Odanın ışığını yakarak doğrudan yatağın altına yöneldim. Bavullarım buradaydı. "Ailevi bir mesele. Sana yolda da söylemiştim. Sizin içinizde bulunduğunuz uyuşturucu durumuyla uzaktan yakından alakası yok!" Yatağımın altındaki siyah iki bavulu çıkardıktan sonra halıda uyuyan Rex'in uyanmasını önemsemeden fermuarları açtım ve kıyafet dolabıma yöneldim. "Gidebilirsin Demir."

"Görünen o ki sende gidiyorsun?"

"Evet." diye tısladım dolaptan askılarıyla birlikte kıyafetlerimi alıp sağdaki bavuluma tıkarken. "Burada kalmam için bir neden yok."

Beni dikkatle izleyen Demir hiçbir şey söylemedi. Bunu fırsat bilerek dolabımda, elime gelen her şeyi bavullara yerleştirmeye devam ettim. Şu anda aklım karmakarışık olsa da verdiğim bu ani kararın benim için en doğru karar olduğunu biliyordum. Artık Enes amcamla kalamazdım. Hele birkaç saat önce yaşadıklarımdan sonra istesemde -ki istemiyordum- kalamazdım.

Herkese yalan söyleyen bir ailenin parçasıydı o da. Kendi yeğenlerine bile acımasızca yalan söyleyen, onlardan bilmeleri gereken o soğuk gerçeği saklayan biriydi. Üstelik tüm bunları yaparken, sırf ona bu gerçeği Sibel ile Gizem'e söylemesi için teşvik etmeye çalıştığım için bir saniye düşünmemiş; dedeme beni ispiyonlamıştı. Dedem ise benim bu gerçeği Sibellere söylememem için birkaç saat öncesinde skeçi çok kötü bir tiyatro oyunu hazırlamış ve hepimizi sahnenin gerisinde tutup, hazırladığı skeçi izlettirmişti.

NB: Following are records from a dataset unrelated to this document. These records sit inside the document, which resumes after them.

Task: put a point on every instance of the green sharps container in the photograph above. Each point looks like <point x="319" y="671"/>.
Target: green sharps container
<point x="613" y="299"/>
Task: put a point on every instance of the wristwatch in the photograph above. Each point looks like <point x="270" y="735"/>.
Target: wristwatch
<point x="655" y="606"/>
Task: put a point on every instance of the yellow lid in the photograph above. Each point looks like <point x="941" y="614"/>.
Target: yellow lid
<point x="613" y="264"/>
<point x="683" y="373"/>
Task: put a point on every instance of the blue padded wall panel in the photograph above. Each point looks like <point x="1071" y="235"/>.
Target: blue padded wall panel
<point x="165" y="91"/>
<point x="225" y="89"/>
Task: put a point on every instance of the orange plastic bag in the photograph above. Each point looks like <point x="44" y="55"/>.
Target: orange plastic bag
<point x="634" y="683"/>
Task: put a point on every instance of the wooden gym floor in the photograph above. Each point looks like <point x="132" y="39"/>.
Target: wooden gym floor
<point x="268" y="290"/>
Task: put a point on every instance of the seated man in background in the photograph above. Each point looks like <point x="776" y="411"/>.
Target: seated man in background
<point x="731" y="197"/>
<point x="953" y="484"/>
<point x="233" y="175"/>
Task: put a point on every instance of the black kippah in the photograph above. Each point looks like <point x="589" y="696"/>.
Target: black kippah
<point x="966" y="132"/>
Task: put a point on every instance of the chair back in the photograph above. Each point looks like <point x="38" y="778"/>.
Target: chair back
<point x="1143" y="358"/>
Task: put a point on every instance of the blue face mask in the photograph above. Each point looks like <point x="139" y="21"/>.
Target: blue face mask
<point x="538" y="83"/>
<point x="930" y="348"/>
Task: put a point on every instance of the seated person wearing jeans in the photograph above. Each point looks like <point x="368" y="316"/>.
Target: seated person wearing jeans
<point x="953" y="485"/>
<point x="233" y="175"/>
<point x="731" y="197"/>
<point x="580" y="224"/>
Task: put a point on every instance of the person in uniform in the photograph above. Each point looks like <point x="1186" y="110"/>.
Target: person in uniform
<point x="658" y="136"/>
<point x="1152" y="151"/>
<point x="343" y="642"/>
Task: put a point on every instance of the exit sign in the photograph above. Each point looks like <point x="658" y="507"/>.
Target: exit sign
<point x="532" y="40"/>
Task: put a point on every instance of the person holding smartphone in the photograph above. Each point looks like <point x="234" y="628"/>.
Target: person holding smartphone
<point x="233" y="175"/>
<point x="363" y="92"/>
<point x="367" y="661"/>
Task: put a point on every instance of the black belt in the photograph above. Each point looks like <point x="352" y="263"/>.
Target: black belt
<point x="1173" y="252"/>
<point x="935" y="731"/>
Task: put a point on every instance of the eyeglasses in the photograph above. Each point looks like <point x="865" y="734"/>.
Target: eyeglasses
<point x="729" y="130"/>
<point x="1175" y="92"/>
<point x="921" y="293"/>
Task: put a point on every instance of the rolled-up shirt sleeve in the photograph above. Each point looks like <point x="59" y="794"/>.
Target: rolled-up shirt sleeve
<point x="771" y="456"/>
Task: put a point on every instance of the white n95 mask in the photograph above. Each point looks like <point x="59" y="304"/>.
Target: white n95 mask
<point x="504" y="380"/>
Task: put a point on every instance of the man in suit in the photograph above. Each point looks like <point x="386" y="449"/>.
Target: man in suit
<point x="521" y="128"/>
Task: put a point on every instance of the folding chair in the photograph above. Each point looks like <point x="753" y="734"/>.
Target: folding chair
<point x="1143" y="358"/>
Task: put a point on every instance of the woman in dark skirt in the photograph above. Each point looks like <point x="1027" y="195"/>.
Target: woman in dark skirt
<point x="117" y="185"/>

Diğerlerini bilmem ama ben bir başkasının kurguladığı hayali sahneleri izlemeyi seven biri değildim. Çok küçük yaşlarda dünyanın kötü gerçekleriyle yüzleşmek zorunda kalmış biri olarak, hayal ürünlerini izlemek pek benlik değildi.

Hiçbir zaman olmamıştı.

Dolabımı boşaltıp dolan bavulumun fermuarını çektiğimde beni yaklaşık on dakikadır sessizce izleyen Demir "Nevra," dedi aniden. Adımı söylediği nadir anlardan biriydi. "Nereye gideceksin?"

"Bilmiyorum."

"Nereye gideceğini bilmiyorsun ama bavul hazırlıyorsun?"

Cevap vermedim. Birkaç test kitaplarıyla birlikte okul kitaplarımıda alıp diğer bavula yerleştirdim ardından onunda fermuarını çektim. Sanırım bu odada bana ait bir şey kalmamıştı. Rex dışında?

"Nevra..."

"Demir bilmiyorum!" diye bağırdım kendime engel olamayarak. "Nereye gideceğimi bilmiyorum, tamam mı?! Bilmiyorum! Soru sorma bana! Şu anda tek istediğim şey buradan gitmek!" Gözlerimi ona çevirdiğimde benim öfkemin aksine oldukça sakin bir şekilde yüzümü inceliyordu. Koyu mavi gözleri kısılmış, sivri çenesi kasılmıştı ama yine de sakin duruyordu işte.